KAIST Research Team
[Asia Economy Reporter Kim Bong-su] KAIST announced on the 25th that a joint research team led by Steve Park from the Department of Materials Science and Engineering and Jae-woong Jeong from the Department of Electrical Engineering has developed a technology capable of printing stable forms of liquid metal at high resolution.
Liquid metal has been widely applied to flexible and stretchable electronic devices due to its high electrical conductivity and deformability similar to liquids. However, its instability in the liquid state and high surface tension have limited its use in electrodes requiring direct contact or wiring in electronic devices that demand high resolution.

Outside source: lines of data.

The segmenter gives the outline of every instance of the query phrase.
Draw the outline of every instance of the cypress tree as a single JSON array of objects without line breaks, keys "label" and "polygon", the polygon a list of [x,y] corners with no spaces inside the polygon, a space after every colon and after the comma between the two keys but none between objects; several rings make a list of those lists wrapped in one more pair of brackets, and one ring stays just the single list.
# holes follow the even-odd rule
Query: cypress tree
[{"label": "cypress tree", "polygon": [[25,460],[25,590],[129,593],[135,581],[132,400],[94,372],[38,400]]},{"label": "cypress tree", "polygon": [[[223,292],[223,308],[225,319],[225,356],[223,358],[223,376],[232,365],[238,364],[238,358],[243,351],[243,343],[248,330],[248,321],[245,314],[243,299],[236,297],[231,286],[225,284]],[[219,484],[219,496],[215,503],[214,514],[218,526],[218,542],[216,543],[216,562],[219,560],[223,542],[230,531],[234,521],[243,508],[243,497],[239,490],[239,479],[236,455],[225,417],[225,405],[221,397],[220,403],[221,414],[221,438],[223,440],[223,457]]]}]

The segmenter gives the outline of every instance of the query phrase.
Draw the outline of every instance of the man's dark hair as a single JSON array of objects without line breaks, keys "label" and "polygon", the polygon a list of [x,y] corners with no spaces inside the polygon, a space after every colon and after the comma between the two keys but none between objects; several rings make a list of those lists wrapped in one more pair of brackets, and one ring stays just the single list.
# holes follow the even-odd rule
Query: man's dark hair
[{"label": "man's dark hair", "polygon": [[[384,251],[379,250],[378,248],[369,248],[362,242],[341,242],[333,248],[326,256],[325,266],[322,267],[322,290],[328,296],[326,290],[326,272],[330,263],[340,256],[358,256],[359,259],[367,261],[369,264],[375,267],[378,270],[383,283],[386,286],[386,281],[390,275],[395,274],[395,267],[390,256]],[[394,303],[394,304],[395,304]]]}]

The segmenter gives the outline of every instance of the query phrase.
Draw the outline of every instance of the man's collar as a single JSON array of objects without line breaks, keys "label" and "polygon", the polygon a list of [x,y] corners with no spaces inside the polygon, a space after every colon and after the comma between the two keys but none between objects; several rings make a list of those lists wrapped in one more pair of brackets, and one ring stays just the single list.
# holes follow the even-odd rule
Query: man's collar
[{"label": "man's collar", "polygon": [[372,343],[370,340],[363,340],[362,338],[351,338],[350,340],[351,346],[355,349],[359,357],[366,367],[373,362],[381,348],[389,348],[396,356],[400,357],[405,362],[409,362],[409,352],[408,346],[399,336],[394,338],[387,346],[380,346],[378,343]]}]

To overcome this, research has been conducted to apply liquid metal in a stable form by pulverizing it into particles sized 6?10 μm (micrometers). However, this approach has the drawback of losing the originally high electrical conductivity due to oxidation occurring on the surface. To use these liquid metal particles in electronic devices, a process is required to remove the oxide layer on the surface through mechanical and chemical modifications to restore electrical conductivity.
To solve this problem, the research team developed a system that induces chemical modification by changing the composition of the suspension through evaporation promoted at the meniscus induced between the nozzle and the substrate during the printing process. First, the suspension used for printing was made increasingly acidic by evaporating a mixture of water and a weak acid (acetic acid) with a higher boiling point than water. Additionally, the team applied heat of about 60°C to the substrate to promote evaporation of the ink, acid activation, and chemical modification. Through this, they confirmed that the printed liquid metal particle wiring exhibited high electrical conductivity (1.5x10^6 S/m), comparable to metal, without any separate electrical activation process.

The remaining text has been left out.